Press Releases

Paccione Urges College Loan Consolidation - 6/23/2006

For Immediate  Release: June 23, 2006
Contact: James Thompson
(970) 222-6397



Loan interest rates to skyrocket on July 1, thanks in part to Rep. Marilyn Musgrave’s ties to special interests.

FORT COLLINS—State Rep. Angie Paccione is reminding current college students and college graduates to consolidate their loans before student loan interest rates skyrocket on July 1.

Starting July 1, the interest rate on government-guaranteed loans will increase by 30 to 40 percent because of S. 1932, the so-called “Deficit Reduction Act of 2005,” which actually increased the deficit by $30 billion, and which Rep. Marilyn Musgrave approved in lieu of more comprehensive deficit reduction plans proposed by Democrats in Congress.

All told, the Republican-led Congress has slashed $12 billion from federal student aid programs to help finance $70 billion in tax breaks for the wealthiest Americans.

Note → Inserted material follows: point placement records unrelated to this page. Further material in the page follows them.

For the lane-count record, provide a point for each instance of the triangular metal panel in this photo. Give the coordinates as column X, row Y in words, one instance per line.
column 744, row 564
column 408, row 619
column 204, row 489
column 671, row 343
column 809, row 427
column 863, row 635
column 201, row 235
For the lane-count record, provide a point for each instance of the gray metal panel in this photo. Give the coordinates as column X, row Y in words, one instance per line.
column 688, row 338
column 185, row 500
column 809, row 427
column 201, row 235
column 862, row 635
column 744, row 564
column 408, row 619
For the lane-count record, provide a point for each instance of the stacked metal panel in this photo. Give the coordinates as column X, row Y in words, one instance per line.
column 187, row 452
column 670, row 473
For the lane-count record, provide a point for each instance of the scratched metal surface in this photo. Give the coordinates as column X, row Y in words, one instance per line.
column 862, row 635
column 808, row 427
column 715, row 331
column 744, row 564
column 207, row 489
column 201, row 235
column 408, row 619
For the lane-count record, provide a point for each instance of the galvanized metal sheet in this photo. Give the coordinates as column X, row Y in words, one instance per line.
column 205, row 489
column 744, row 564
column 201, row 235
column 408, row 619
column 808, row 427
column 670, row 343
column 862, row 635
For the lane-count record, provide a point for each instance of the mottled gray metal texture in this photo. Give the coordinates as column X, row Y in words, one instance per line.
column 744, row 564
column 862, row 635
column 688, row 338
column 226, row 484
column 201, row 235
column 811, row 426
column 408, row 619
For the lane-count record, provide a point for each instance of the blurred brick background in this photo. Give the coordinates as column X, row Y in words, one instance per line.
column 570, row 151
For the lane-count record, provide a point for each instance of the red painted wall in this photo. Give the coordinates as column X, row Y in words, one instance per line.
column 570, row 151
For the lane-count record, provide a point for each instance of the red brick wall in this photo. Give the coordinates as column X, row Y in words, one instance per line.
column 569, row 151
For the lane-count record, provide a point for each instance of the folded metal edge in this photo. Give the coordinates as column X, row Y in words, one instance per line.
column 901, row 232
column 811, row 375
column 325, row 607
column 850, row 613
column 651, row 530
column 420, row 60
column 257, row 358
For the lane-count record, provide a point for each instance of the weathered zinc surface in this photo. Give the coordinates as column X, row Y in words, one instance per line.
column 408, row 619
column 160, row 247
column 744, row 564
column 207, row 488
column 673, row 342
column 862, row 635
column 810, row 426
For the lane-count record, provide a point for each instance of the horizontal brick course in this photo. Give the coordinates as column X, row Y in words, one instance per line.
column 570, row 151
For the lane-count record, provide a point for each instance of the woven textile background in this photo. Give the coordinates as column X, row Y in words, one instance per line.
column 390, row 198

Sallie Mae—a student loan provider that stands to profit immensely from interest rate hikes—and its employees have contributed $2.7 million to Congress members and congressional PACs since 2002, including $6,000 to Musgrave’s campaigns ($3,000 this year and $3,000 in the 2004 election cycle).

“At a time America is striving to compete in the world marketplace, Marilyn voted to make it vastly more difficult for students to get an education, while making it easier for the rich to get richer,” Paccione said. “Her ties to special interests are not in America’s best interests.”

A bill proposed by Democrats to counter the interest rate hikes, H.B. 5150, would have cut interest rates in half for students with subsidized student loans, and for families most in need. But the Reverse the Raid on Student Aid Act was stifled by Republicans in Congress and failed to reach committee. It would have saved the typical student borrower $5,600.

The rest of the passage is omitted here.